Император Иоанн V возлагал на помощь сербов все свои надежды, и катастрофа его сломила. Он написал султану, смиренно предлагая стать османским вассалом, если только тот пощадит столицу. Две сотни лет назад Мануил I сделал сельджукского султана своим вассалом — и вот теперь младший сын Иоанна Мануил II беспомощно наблюдал, как его обессилевший отец выворачивает ситуацию наизнанку. Помазанный защитник православия теперь стал слугой величайшего врага христианства.
Именно в этот отчаянный момент другой дальновидный человек взошел на византийский трон. Мануил II в полной мере обладал энергией и политической мудростью, которых так недоставало его отцу, и хотя он знал, что империя мало на что может рассчитывать, он намеревался встретить гибель с гордо поднятой головой.
Никогда за долгую историю Византии шансы не складывались настолько не в ее пользу. Новый оттоманский султан Баязид, человек, чья быстрота в битвах вскоре принесет ему прозвище «Молниеносный», был даже более опасен, чем его отец Мурад. Многозначительно приняв титул «султана Рума» (то есть Рима), он намеревался искоренить любые помыслы о независимости. Убедительно напомнив императору, кто его хозяин, Баязид властно приказал Мануилу II прибыть в Малую Азию.
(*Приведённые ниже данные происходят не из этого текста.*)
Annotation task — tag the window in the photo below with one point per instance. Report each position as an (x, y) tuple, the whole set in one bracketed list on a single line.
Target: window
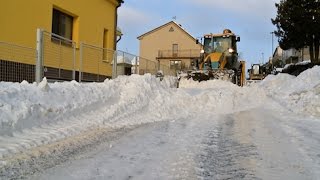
[(174, 50), (175, 64), (62, 24)]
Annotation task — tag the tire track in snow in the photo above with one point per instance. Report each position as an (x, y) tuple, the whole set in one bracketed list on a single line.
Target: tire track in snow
[(224, 157)]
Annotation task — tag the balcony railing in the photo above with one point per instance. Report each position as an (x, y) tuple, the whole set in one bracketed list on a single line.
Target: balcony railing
[(186, 53)]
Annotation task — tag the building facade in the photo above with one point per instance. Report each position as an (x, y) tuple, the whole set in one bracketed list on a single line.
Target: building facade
[(169, 45), (93, 22)]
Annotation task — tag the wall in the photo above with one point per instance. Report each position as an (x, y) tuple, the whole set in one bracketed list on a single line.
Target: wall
[(162, 39), (19, 20)]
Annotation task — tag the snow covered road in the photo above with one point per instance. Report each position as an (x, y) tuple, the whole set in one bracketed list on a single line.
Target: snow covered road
[(235, 146)]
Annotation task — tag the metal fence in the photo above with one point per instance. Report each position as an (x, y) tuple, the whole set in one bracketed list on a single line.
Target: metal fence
[(59, 59), (95, 63), (17, 63)]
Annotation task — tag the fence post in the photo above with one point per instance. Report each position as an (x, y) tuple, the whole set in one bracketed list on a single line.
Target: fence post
[(136, 65), (74, 61), (114, 67), (81, 60), (39, 63)]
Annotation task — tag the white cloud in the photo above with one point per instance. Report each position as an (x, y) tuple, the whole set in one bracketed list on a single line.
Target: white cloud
[(260, 8), (130, 17)]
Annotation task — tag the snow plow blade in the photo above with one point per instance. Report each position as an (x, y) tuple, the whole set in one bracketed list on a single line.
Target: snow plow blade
[(204, 75)]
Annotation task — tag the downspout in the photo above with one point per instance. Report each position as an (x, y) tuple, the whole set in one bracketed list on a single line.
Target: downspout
[(116, 25)]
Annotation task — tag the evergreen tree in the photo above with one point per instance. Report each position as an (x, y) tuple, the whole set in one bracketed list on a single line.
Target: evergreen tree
[(298, 25)]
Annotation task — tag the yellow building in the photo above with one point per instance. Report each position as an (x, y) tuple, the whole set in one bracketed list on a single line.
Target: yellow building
[(93, 22), (169, 45)]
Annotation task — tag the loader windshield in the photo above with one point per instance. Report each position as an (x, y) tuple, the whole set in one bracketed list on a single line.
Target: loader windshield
[(217, 44)]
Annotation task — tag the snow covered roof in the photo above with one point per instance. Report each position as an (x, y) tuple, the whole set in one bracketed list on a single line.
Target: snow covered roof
[(164, 25)]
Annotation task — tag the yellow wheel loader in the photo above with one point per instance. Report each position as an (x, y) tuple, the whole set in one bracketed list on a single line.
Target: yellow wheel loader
[(218, 59)]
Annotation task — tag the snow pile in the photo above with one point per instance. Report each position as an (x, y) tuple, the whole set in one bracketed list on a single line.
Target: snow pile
[(299, 94)]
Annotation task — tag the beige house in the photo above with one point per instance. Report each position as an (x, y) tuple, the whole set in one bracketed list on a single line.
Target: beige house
[(169, 46)]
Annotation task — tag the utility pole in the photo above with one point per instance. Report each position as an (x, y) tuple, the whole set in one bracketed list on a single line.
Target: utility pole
[(272, 49)]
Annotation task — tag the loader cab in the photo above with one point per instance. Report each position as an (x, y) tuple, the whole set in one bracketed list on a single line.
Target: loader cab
[(220, 44)]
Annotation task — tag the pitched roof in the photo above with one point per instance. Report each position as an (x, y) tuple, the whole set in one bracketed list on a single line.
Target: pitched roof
[(162, 26)]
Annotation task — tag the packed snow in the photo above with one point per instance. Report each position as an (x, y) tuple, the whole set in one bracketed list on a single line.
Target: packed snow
[(37, 120)]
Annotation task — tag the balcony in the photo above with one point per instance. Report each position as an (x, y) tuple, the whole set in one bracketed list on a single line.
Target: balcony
[(179, 54)]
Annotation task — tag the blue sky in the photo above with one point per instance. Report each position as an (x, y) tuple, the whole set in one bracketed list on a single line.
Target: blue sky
[(250, 19)]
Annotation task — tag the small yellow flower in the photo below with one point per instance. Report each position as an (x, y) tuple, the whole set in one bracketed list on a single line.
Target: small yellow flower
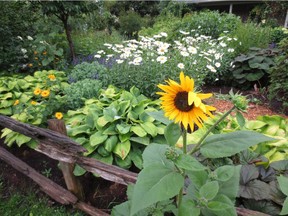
[(16, 103), (33, 102), (45, 93), (58, 115), (51, 77), (37, 91)]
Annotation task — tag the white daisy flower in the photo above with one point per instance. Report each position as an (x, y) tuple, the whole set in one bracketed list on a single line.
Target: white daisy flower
[(181, 65), (161, 59)]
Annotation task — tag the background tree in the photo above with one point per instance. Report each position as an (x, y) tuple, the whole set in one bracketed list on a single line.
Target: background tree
[(63, 10)]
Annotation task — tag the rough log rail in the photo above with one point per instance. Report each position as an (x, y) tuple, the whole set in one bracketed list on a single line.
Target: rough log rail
[(61, 148)]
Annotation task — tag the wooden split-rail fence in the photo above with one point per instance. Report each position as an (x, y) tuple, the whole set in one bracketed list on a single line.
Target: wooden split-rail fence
[(54, 143)]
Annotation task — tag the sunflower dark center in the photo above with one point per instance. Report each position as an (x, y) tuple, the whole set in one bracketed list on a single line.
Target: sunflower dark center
[(181, 102)]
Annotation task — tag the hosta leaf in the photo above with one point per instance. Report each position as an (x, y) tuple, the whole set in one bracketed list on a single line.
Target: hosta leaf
[(225, 145), (97, 138), (122, 149), (139, 131), (155, 183)]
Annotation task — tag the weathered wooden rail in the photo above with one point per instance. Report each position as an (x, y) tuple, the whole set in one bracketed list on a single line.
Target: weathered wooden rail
[(56, 145)]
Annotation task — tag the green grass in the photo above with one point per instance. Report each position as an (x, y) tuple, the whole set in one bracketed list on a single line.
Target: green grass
[(21, 204)]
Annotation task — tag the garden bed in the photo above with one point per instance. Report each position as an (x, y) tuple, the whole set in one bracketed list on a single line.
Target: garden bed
[(100, 193)]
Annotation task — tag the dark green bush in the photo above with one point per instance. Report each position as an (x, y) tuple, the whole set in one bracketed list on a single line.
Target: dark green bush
[(210, 23), (86, 70), (130, 24), (250, 35), (78, 92), (253, 68), (278, 89)]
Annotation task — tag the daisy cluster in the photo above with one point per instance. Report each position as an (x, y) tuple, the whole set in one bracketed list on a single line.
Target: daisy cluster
[(198, 55)]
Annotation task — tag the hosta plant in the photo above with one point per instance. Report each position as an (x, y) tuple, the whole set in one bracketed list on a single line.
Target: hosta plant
[(116, 127), (253, 67)]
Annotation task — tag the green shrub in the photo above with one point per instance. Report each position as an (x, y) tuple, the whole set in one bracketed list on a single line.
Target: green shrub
[(253, 68), (162, 24), (86, 70), (87, 42), (278, 34), (278, 89), (251, 35), (130, 24), (209, 23), (78, 92)]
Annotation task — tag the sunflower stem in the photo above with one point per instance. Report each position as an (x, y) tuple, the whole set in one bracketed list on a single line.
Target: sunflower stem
[(180, 195), (197, 147)]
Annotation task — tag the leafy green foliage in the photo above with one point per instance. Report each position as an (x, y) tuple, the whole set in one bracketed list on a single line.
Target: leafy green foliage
[(116, 127), (283, 182), (31, 99), (77, 93), (253, 67), (209, 23), (278, 88), (251, 35), (86, 70), (130, 24)]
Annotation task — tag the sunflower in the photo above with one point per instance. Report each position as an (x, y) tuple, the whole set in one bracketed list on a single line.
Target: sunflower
[(16, 102), (45, 93), (51, 77), (37, 91), (181, 104), (58, 115)]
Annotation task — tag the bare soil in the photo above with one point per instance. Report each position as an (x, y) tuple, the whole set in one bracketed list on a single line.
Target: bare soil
[(100, 193)]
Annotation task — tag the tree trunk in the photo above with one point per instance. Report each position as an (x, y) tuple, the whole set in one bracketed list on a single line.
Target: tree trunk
[(69, 38)]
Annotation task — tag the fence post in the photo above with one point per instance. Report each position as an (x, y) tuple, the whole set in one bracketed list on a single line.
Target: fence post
[(72, 183)]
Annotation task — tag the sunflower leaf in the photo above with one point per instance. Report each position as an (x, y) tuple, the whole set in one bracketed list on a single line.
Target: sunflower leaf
[(225, 145)]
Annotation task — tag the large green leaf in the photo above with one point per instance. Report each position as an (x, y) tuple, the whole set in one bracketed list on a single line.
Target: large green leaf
[(97, 138), (122, 149), (284, 210), (155, 183), (283, 183), (225, 145), (150, 128), (159, 116), (188, 162), (172, 133), (139, 131), (209, 190), (188, 208), (155, 154)]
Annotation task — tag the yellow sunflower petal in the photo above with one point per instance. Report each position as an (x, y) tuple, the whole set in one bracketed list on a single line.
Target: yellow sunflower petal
[(204, 96)]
Филадельфия, один из семи городов, названных в Откровении Иоанна, последний христианский аванпост в Анатолии, все еще противостояла туркам. Явно наслаждаясь мучениями Мануила, Баязид приказал ему помочь превратить этот последний византийский город в руины.
У Мануила II не было выбора, кроме как принять участие в окончательном политическом уничтожении христианского Востока. Имперская власть почти целиком ограничивалась стенами Константинополя, и император не питал иллюзий насчет слабости своего положения. Он все еще контролировал несколько портов в Эгейском море и большую часть Пелопоннеса, но эти обломки едва ли заслуживали того, чтобы называться империей. Любое сопротивление превосходящим силам турок почти наверняка оказалось бы самоубийственным, а султан уже был настроен крайне враждебно.
К счастью, кампания оказалась короткой, и Мануил II вернулся в Константинополь как раз вовремя, чтобы в следующем году жениться на сербской принцессе по имени Елена Драгаш. [212]Он и далее был готов изображать верного вассала, чтобы удерживать оттоманского волка на расстоянии — но Баязид, похоже, намеревался спровоцировать войну. Увеличив дань, которую должна была выплачивать обнищавшая империя, султан приказал разместить в Константинополе большие турецкие казармы — независимые от византийских властей и подчиняющиеся лишь мусульманским судьям. Как будто этого унижения было недостаточно, непостоянный султан внезапно стал подвержен приступам беспричинной жестокости: он искалечил нескольких византийских послов и кричал, что убьет своего имперского вассала. К этому времени терпению Мануила II пришел конец. Пытаться умиротворить такое непредсказуемое чудовище не было смысла. Когда Баязид призвал его для военной кампании против Трансильвании, Мануил II захлопнул перед ним ворота и приготовился к войне. Несколько месяцев спустя появилась османская армия, и началась осада.
Несмотря на превосходящие силы турок, Баязид имел все те же слабости, что до него демонстрировали многие потенциальные завоеватели Константинополя. Без флота надежная блокада города была невозможна, а стены его были достаточно крепкими, чтобы противостоять всем попыткам атаки. В довершение всего разъяренный султан вскоре получил весть, что его недавнее нападение на Трансильванию заставило Венгрию осознать турецкую угрозу, и уже начался новый крестовый поход. Быстро сняв осаду, Баязид отправился к болгарскому городу Никополю, каким-то образом сумев опередить крестоносцев и наголову разбить их войско. Приказав своим людям отрубить головы десяти тысячам пленных, султан вернулся к Константинополю, вдобавок завоевав по пути Афины и центральную Грецию.
В 1399 году, когда Баязид Молниеносный вернулся, Мануила II уже не было в столице. Воспользовавшись отсутствием султана, император погрузился на корабль и отправился в Европу. Торжественно высадившись в Венеции, он получил теплый прием, и куда бы он ни шел, от Парижа до Лондона, поглядеть на него стекались толпы. Император пришел за помощью, но не умолял о ней, и Европа, уже трепетавшая в преддверии Ренессанса, встречала его с раскрытыми объятиями. Этот высокий благородный человек выглядел настоящим императором, достойным наследником Августа или Константина, и к тому же был прекрасно образован.